Davacı tarafın kestiği ve bedelini talep ettiği bir de fatura mevcut olup; bu nedenle tarafların ticari defter ve kayıtları da mahkememizce mali müşavir bilirkişiye inceletilmiştir. Mali müşavirin raporu hükme esas alınmış olup; her ne kadar camlarda gizli ayıp var ve bu nedenle camların iadesiyle bedelin davacıya geri verilmesi gerekiyorsa da ticari defter ve kayıtların incelenmesiyle esasen buna imkan olmadığı tespit edilmiştir. Zira, mali müşavir bilirkişinin raporunda da anlaşılacağı üzere takip anındaki davacı kayıtlarına göre davacının davalıdan alacağı sıfırdır. Bizzat davacı kayıtlarında, takip tarihi esnasında davalıdan bir alacağı gözükmemektedir. Zira, davacının dayandığı ———- bedelli fatura davacı tarafından kesilip ticari defter ve kayıtlarına kaydedilince alacak borç hesabı sıfıra yükselmiştir. Bu faturadan önce davacının davalıya ——- borcu vardır.
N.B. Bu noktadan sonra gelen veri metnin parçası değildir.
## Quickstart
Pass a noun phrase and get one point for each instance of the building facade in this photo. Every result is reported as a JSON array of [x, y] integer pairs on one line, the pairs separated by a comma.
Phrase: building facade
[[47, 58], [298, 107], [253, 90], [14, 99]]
Mali müşavir ayrıca söz konusu olan bu faturanın, davacının ihtiyacı olan camların üçüncü bir firmadan / şahıstan temin edilmesi ve üçüncü şahsa yapılan ödemeyle ilgili bedele ait olduğu tespit edilmiştir. Yani, davacı davalıdan aldığı camları kullanamayınca o camların yerine üçüncü şahıslardan cam almış, satın alma bedeli olarak ——-olarak belirlenmiş, bu faturayı iade faturası olarak ve davalı ile ilgili cari hesap kısmına işlemiş ve bu miktar davalıya borç yazıldıktan sonra taraflar arasındaki ilişkide takip tarihi itibariyle cari hesap sıfıra düşmüştür. Bu durumda davacının kendisi için gerekli olan ve davalıdan aldığı camları iade etmeden üçüncü şahıstan aynı miktarda cam alıp bunu faturasına işleyip, aynı miktarı davalıya fatura ettikten sonra davalı ile arasındaki alacak borç ilişkisi sıfıra indiğinden; artık kendi kayıtlarına göre davalıdan herhangi bir bedeli talep etmesi mümkün değildir, aynı bedelle üçüncü şahıs firmalarından aldığı cam bedelini davalıya fatura etmesine rağmen davalıdan herhangi bir alacağı bulunmamaktadır. Bu sonuçta kendi kayıtlarından çıkmaktadır. Bu nedenle davanın reddine karar verilmiş ancak takibin kötü niyetle başlatılmadığı, zira senaryo olmadığı taraflar arasında bir ilişki kurulduktan sonra doğan duruma göre takip yapıldığı nazara alınarak davalı lehine de kötü niyetli takip tazminatına hükmedilmeksizin aşağıdaki karar tesis olunmuştur.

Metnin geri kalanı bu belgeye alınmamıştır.